Jessica Ryan, Anthony-Hickerson Lab
I received my B.S. in Biology (Emphasis in Ecology and Biodiversity) from Humboldt State University in 2018. As an undergraduate, I spent two summers with the Clark lab at San Diego State University studying the predator-prey interactions of Sidewinder rattlesnakes (Crotalus cerastesem>) and Desert kangaroo rats (Dipodomys deserti). At John Carroll, I will be working in the Anthony/Hickerson lab studying Eastern red-backed salamanders (Plethodon cinereus). I am very interested in predator-prey interactions from my previous research experience and behavioral ecology in general and hope to study some aspect of P. cinereus’ behavior in relation to its polymorphic color patterns and intraspecific interactions.
Rachel Snyder, Watling Lab
I am broadly interested in studying how landscape context influences behavior of tropical amphibians. Currently, I am researching the effects of habitat edges on tadpole rearing site choice and tadpole fitness of Oophaga pumilio.
Amanda Szinte, Johansen Lab
Phone: 216.397.4496 or 216.397.3077
I’m a first year M.S. Biology student interested in studying algal ecology and systematics. I graduated from Ohio University in May 2019 with research projects including eDNA within stream biofilms and freshwater red algae. My thesis research will be focused on using morphological and molecular data to identify cyanobacteria in gypsum soil biocrusts from White Sands, New Mexico.
Courney Thomas, Anthony/Hickerson Lab
I earned my BS/BA degrees in Ecology and Evolutionary Biology from The Evergreen State College.
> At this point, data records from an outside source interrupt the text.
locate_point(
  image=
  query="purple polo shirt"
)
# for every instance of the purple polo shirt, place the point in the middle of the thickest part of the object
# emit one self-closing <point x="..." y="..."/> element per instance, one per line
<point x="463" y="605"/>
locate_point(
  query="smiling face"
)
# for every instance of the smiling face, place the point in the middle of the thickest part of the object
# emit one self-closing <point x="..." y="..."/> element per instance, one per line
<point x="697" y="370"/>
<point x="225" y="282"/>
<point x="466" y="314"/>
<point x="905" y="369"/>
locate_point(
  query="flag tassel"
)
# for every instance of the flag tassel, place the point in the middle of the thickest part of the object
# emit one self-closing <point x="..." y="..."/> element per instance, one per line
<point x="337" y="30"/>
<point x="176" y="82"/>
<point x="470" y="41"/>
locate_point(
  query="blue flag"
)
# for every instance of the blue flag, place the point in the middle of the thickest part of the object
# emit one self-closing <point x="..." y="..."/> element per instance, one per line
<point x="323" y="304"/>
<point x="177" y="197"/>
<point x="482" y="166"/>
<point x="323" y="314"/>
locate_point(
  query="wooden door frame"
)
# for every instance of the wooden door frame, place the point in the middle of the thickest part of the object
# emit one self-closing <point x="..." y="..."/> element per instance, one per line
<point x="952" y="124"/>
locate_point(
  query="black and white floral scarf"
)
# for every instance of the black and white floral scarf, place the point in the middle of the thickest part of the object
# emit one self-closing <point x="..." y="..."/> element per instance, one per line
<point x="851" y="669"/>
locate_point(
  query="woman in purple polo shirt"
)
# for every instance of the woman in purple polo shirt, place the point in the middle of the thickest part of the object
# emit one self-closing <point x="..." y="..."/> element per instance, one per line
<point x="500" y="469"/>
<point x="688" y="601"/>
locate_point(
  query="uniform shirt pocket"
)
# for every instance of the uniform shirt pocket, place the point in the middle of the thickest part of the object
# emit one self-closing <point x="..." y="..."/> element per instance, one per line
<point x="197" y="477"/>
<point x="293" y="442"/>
As an undergraduate, I concentrated on the ecology and natural history of amphibians and reptiles, with a focus on phenotypic plasticity within the salamander family Dicamptodontidae. I’ve had the opportunity to study diverse herpetofauna in a variety of ecosystems as a research assistant since I graduated, and I am excited to return to academia under the advisement of Dr. Cari Hickerson and Dr. Carl Anthony. I will be joining their ongoing investigation of a polymorphic population of Plethodon cinereus in fall 2018.
Andrew Veselka, Watling Lab
I graduated with a B.S. in Biology from Dickinson College in 2015. Since then I have tried to work in as many areas of wildlife ecology as possible. These include tracking king cobras (Ophiophagus hannah) for a local NGO in Northeast Thailand to better understand their life history, assisting The Nature Conservancy’s Maryland/DC office in land management, and surveying herpetofauna around the Santa Monica National Recreation Area to understand how they respond to human land use changes. Working in the Watling lab, I plan to research the thermal effects that human development has on herpetofaunal communities.